Vehicle Exhaust Emission and Ammonia Slip are Main Sources of Atmospheric Ammonia and Ammonium

Chinese Academy of Sciences

The haze pollution that frequently occurred in winter in cities of North China has aroused widespread concern. Since the implementation of Air Pollution Prevention and Control Action Plan in 2013, the atmospheric concentration of acidic gases such as sulfur dioxide and nitrogen oxides have significantly decreased in this region. However, the concentration of ammonia gas (NH3) and inorganic ammonium (NH4+) salts such as ammonium sulfate and ammonium nitrate in atmospheric aerosol particles were still increasing.

Ammonia gas (NH3), combined with acidic gases in the atmosphere, can form precursors of PM2.5 (small atmospheric aerosol Particulate Matter in air that are 2.5 micrometers or less in diameter) and increase the contribution of ammonium deposition to atmospheric nitrogen deposition. Measuring nitrogen stable isotope natural abundance (δ15N) is an effective and rapid approach for the source detection of NH4+ in PM2.5, and it is vital for the formulation of reasonable air pollution control schemes.

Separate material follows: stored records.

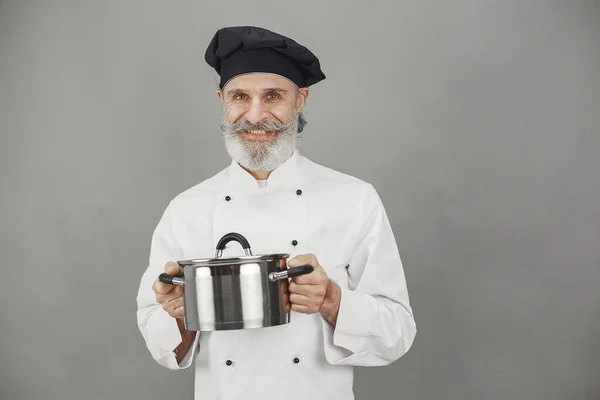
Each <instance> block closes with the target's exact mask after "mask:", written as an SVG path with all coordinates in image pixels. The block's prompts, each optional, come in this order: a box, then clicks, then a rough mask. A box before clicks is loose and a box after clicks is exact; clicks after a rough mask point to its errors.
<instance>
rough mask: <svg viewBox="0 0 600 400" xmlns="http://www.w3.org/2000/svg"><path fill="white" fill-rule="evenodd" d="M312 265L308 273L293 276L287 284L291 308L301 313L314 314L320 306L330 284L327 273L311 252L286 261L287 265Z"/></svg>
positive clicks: (299, 255)
mask: <svg viewBox="0 0 600 400" xmlns="http://www.w3.org/2000/svg"><path fill="white" fill-rule="evenodd" d="M307 264H308V265H312V266H313V267H314V271H313V272H311V273H310V274H305V275H300V276H295V277H293V278H292V281H291V282H290V284H289V291H290V302H291V303H292V310H294V311H296V312H299V313H303V314H314V313H317V312H319V311H320V310H321V306H322V305H323V302H324V300H325V298H326V296H327V293H328V291H329V289H330V287H331V285H332V282H331V281H330V280H329V277H328V276H327V273H326V272H325V270H324V269H323V267H321V265H320V264H319V261H318V260H317V257H316V256H315V255H313V254H301V255H298V256H296V257H294V258H292V259H291V260H289V261H288V267H290V268H294V267H299V266H301V265H307Z"/></svg>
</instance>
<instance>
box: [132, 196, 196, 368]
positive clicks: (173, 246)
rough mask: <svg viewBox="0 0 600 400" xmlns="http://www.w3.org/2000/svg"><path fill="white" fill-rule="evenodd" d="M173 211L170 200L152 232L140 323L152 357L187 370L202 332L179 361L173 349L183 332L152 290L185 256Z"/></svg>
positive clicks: (138, 323)
mask: <svg viewBox="0 0 600 400" xmlns="http://www.w3.org/2000/svg"><path fill="white" fill-rule="evenodd" d="M171 214H172V203H169V206H168V207H167V209H166V210H165V212H164V213H163V215H162V217H161V219H160V221H159V223H158V225H157V227H156V229H155V230H154V233H153V235H152V241H151V247H150V257H149V264H148V266H147V268H146V270H145V271H144V273H143V275H142V278H141V282H140V286H139V289H138V295H137V323H138V328H139V330H140V332H141V334H142V337H143V338H144V340H145V343H146V347H147V348H148V350H149V351H150V354H151V355H152V358H154V360H155V361H156V362H157V363H158V364H160V365H162V366H163V367H166V368H169V369H172V370H177V369H186V368H188V367H189V366H190V365H191V364H192V361H193V359H194V357H195V353H196V349H197V343H198V336H199V333H197V334H196V341H195V343H194V345H192V346H191V347H190V351H189V352H188V353H187V354H186V356H185V358H184V359H183V360H182V362H181V364H178V363H177V360H176V358H175V354H174V352H173V351H174V350H175V348H176V347H177V346H178V345H179V344H180V343H181V333H180V332H179V328H178V327H177V322H176V321H175V319H174V318H173V317H171V316H170V315H169V314H168V313H167V312H166V311H165V310H163V308H162V306H161V305H160V304H159V303H158V302H157V301H156V296H155V293H154V291H153V290H152V285H153V283H154V281H155V280H156V279H158V276H159V275H160V274H161V273H163V272H164V271H165V264H166V263H167V262H169V261H177V260H180V259H181V257H182V251H181V249H180V248H179V246H178V245H177V241H176V239H175V236H174V235H173V230H172V228H171V226H172V218H171Z"/></svg>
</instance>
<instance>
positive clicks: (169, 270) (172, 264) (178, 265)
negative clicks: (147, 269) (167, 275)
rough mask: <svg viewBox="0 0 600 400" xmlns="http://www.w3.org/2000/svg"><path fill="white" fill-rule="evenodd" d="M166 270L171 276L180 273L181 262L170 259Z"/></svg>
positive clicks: (177, 274)
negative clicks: (174, 260)
mask: <svg viewBox="0 0 600 400" xmlns="http://www.w3.org/2000/svg"><path fill="white" fill-rule="evenodd" d="M165 272H166V273H167V274H169V275H171V276H175V275H179V274H181V267H180V266H179V264H176V263H174V262H172V261H169V262H168V263H167V264H165Z"/></svg>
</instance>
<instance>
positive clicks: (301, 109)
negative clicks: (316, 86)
mask: <svg viewBox="0 0 600 400" xmlns="http://www.w3.org/2000/svg"><path fill="white" fill-rule="evenodd" d="M308 93H309V89H308V88H300V89H298V103H297V104H296V105H297V106H298V111H302V109H303V108H304V105H305V104H306V100H307V99H308Z"/></svg>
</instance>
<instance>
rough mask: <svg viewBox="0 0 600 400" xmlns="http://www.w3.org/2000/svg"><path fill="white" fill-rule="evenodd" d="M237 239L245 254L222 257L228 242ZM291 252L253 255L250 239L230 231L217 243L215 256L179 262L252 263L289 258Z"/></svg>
mask: <svg viewBox="0 0 600 400" xmlns="http://www.w3.org/2000/svg"><path fill="white" fill-rule="evenodd" d="M231 241H235V242H238V243H239V244H241V245H242V248H243V249H244V253H246V255H245V256H240V257H228V258H222V257H221V255H222V254H223V250H224V249H225V246H226V245H227V243H229V242H231ZM288 257H289V254H285V253H276V254H263V255H253V254H252V250H251V249H250V243H248V240H247V239H246V238H245V237H244V236H242V235H240V234H239V233H236V232H230V233H228V234H226V235H224V236H223V237H222V238H221V239H220V240H219V243H217V249H216V252H215V257H214V258H194V259H190V260H183V261H178V264H179V265H180V266H182V267H186V266H194V267H201V266H211V265H231V264H250V263H256V262H260V261H278V260H281V259H285V258H288Z"/></svg>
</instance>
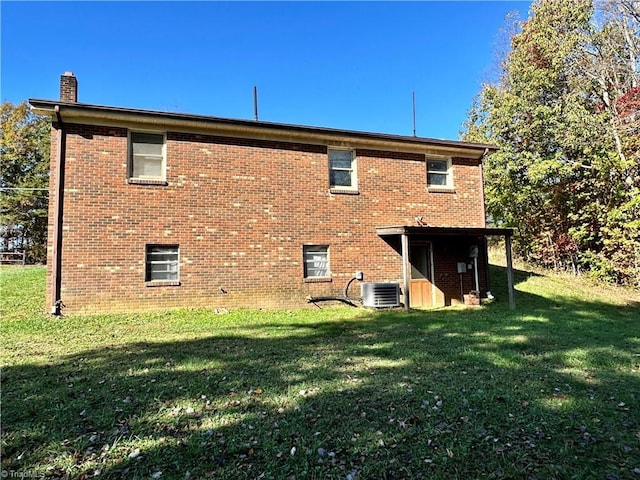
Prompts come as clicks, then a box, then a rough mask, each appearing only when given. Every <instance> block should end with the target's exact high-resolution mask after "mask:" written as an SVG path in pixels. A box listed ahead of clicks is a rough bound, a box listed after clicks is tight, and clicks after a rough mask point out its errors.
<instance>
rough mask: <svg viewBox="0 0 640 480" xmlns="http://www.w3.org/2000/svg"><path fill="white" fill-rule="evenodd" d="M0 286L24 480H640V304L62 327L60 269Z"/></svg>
mask: <svg viewBox="0 0 640 480" xmlns="http://www.w3.org/2000/svg"><path fill="white" fill-rule="evenodd" d="M0 274H1V280H2V295H1V301H0V313H1V314H2V325H1V334H2V356H1V362H2V430H3V432H2V470H3V476H5V477H8V478H12V477H13V478H17V477H20V476H22V478H24V477H25V476H30V477H34V476H41V477H45V478H82V479H85V478H89V477H97V478H118V479H119V478H127V479H138V478H139V479H148V478H162V479H186V478H192V479H206V478H216V479H243V478H247V479H271V478H273V479H298V480H299V479H307V478H309V479H333V478H335V479H350V480H355V479H360V480H362V479H386V480H392V479H409V478H412V479H413V478H425V479H427V478H428V479H452V478H460V479H475V478H509V479H513V478H518V479H520V478H522V479H556V478H557V479H570V478H578V479H583V478H584V479H587V478H589V479H591V478H594V479H607V480H613V479H640V303H639V302H638V300H640V299H639V298H638V295H637V292H629V291H626V292H624V291H620V290H616V289H612V288H605V287H598V286H594V285H591V284H589V283H587V282H585V281H581V280H578V279H575V278H570V277H561V276H547V275H543V274H533V273H528V272H525V271H518V272H517V274H516V282H517V285H516V288H517V292H516V300H517V303H518V309H517V310H515V311H510V310H508V308H507V307H506V293H505V288H504V285H503V283H504V276H505V275H504V270H503V269H502V268H501V267H492V278H493V280H494V284H493V285H492V291H493V292H494V294H496V295H497V298H498V301H496V302H494V303H492V304H489V305H485V306H483V307H480V308H475V309H463V308H460V307H458V308H449V309H439V310H432V311H419V312H418V311H416V312H412V313H410V314H405V313H404V312H401V311H381V312H373V311H368V310H364V309H353V308H348V307H344V308H323V309H316V310H304V311H278V312H260V311H232V312H231V313H229V314H225V315H216V314H215V313H214V312H212V311H209V310H204V309H199V310H180V311H173V312H164V313H155V314H131V315H105V316H93V317H66V318H62V319H53V318H50V317H49V316H47V315H45V314H43V313H42V311H43V308H44V307H43V305H44V298H43V297H44V292H43V290H44V270H43V269H42V268H41V267H25V268H19V267H11V268H4V269H2V270H0Z"/></svg>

Researchers Abubakari Said Mgelwa and FANG Yunting from the Institute of Applied Ecology of the Chinese Academy of Sciences, together with Prof. ZHANG Yanlin's team at Nanjing University of Information Science & Technology, have collected PM2.5 samples in Beijing, Tianjin, Baoding, Shijiazhuang, Tangshan and Gucheng, and measured ammonium concentrations and natural 15N abundance of ammonium (δ15N-NH4+) in PM2.5 particulates.

The researchers found that on polluted days (defined as days with PM2.5 concentration below 35 μg m-3), the average atmospheric concentration of NH4+ was almost three times of that on unpolluted days (PM2.5 > 35 μg m-3) in the six cities.

They found that vehicle exhaust emission and urban ammonia slip, two non-agricultural sources of NH4+ in the atmosphere, together accounted for 56%-86% and 72%-94% of atmospheric NH4+ concentration on the polluted and unpolluted days respectively, depending on the degree of urbanization of the cities.

In specific, the combustion-related NH4+ sources, the vehicle exhaust emission especially, was positively correlated with the population density, the proportion of urban area and the number of vehicles in use in the six cities.

These results highlight the critical impacts of local emission sources to the formation of atmospheric haze pollution and the importance of δ15N analysis for the source detection of ammonia and ammonium in the atmosphere.

This study, funded by the National Key R&D Program of the Ministry of Science and Technology of China, has been published in Environmental Pollution entitled "Isotopic imprints of aerosol ammonium over the north China plain."